Post Autism Diagnosis Mourning
Disclaimer: Any views, opinions and tips on this blog are personal and belong solely to myself (Kyra) and don’t represent the views of affiliated professionals and organisations. Additionally, I’m not a professional advisor regarding Autism and the content produced on this blog is solely from my own experiences.
This blog post contains affiliate links, meaning I will receive a small commission for the advertised products.
“That’s stupid! You should have known he was stealing your bike.” It was a summer afternoon at secondary school when I recalled to my “friends” what happened yesterday. I had gotten back from school and had been alone in the house when a man knocked on the door. Although I was told to never open the door to strangers, I thought “Surely this man couldn’t be dangerous. He looked friendly with his bucket hat and wise features, and it was daylight.” The man noticed that I had a pink bike in the garden and asked whether I was still using it. Immediately, I responded with no, thinking about not having used it for a couple of months and not registering when the man leisurely took my bike out of the back gate.
After recalling this story to my “friends,” I was immediately hit with responses that I should have known he was a burglar and it was stupid for me to have let him run off with my bike. At first, I felt confused with the whole situation, as I didn’t notice anything momentarily wrong with the man, but then felt angry with myself for not taking action to stop him. This resulted in me crying throughout lunch in frustration with myself.
To this day, this memory has stuck with me. I always asked myself “Why didn’t I realise his true intentions? Why did I open the door to begin with?” But, it all became clear in December 2022, when I was formally diagnosed with Autism.
What is Autism?
Research into Autism has largely focused on understanding the spectrum condition from the perspective of White cis-gendered boys, with it commonly being associated with qualities including being cold, blunt, and rude (although, these qualities are controversial in itself). There is limited understanding of how Autism affects those who belong to groups including cis-gendered women, non-binary and the LGBTQ+ community.
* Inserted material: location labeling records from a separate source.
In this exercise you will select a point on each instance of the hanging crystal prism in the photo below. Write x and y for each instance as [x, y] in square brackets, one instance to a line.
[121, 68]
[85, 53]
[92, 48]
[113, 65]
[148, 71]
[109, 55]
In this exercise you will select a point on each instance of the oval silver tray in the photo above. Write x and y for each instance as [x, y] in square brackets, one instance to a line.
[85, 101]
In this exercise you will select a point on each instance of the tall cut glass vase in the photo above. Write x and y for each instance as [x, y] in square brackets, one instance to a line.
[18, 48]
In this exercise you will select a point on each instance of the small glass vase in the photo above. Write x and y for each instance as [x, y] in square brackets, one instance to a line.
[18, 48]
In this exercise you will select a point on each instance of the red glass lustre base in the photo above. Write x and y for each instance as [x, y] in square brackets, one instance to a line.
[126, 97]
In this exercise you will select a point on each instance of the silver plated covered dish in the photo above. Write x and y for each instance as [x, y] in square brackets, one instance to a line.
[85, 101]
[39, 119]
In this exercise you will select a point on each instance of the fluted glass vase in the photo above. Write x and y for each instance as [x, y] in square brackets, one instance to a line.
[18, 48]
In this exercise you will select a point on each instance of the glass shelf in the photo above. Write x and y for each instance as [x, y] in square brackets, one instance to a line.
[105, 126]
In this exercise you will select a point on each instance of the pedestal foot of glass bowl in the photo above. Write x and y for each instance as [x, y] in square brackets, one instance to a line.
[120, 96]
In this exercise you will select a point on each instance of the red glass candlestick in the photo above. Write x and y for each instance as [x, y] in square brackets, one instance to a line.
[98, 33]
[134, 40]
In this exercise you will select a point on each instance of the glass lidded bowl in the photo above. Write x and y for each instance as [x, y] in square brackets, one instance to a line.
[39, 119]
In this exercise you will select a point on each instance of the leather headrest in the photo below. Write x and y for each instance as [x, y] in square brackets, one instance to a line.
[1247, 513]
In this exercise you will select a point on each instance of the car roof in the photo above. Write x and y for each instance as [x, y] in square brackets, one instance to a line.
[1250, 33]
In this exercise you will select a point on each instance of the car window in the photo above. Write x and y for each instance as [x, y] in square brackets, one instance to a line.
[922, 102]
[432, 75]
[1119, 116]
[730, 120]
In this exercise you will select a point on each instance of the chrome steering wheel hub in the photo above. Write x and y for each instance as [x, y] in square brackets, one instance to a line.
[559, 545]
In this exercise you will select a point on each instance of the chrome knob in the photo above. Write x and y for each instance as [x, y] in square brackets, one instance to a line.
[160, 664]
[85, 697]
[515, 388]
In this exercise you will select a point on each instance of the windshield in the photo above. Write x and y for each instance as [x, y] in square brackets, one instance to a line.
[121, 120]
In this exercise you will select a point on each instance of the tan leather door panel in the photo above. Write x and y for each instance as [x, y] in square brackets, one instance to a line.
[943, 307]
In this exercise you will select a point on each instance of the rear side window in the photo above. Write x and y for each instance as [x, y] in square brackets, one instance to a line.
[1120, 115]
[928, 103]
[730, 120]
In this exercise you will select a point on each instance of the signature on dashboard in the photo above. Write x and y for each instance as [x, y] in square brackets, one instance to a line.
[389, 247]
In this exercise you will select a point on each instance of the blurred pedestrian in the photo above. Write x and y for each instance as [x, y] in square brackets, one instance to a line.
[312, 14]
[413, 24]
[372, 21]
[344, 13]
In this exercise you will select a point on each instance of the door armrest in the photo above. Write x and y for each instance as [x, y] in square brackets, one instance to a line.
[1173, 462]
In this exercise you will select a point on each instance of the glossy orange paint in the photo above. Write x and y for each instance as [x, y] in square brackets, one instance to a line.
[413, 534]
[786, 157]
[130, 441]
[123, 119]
For me, Autism is a spectrum of conditions and every Autistic individual sees the world in their own unique perspective. Some Autistic individuals (including myself) experience co-occurring conditions such as depression, anxiety and ADHD, and experience the world through a different lens themselves.
Although I felt relief for finally putting a name to something I felt from a young age, I became angry with myself and everyone due to not feeling fully understood by my family, friends, and society. There’s an expectation put into being formally diagnosed - like there should be an “aha moment” or a “revelation.” However, it felt more anti-climatic, like there’s been something missing a part of me all these years, and this isn’t talked about within the neurodivergent community.
Mourning my Diagnosis
After disclosing my diagnosis to family, friends and healthcare professionals, the common response was that I was lucky for being a “high-functioning” Autistic because I was able to overcome barriers throughout my life. This included surviving A-Levels, finishing university, and holding down a job. But, I didn’t feel lucky. All of those “achievements” resulted from my blood, sweat and tears, which involved experiencing loneliness, meltdowns, and trying to fit into societal expectations of me. As Irene from the YouTube channel The Thought Spot says:
From a young age, I’ve always struggled with understanding people’s facial expressions. There were moments when I didn’t realise when my “friends” gave me the cold shoulder and it took for people to tell me instead. It affected whether I developed close relationships with others, as I could never figure out what was “wrong” with me or why making friends was difficult.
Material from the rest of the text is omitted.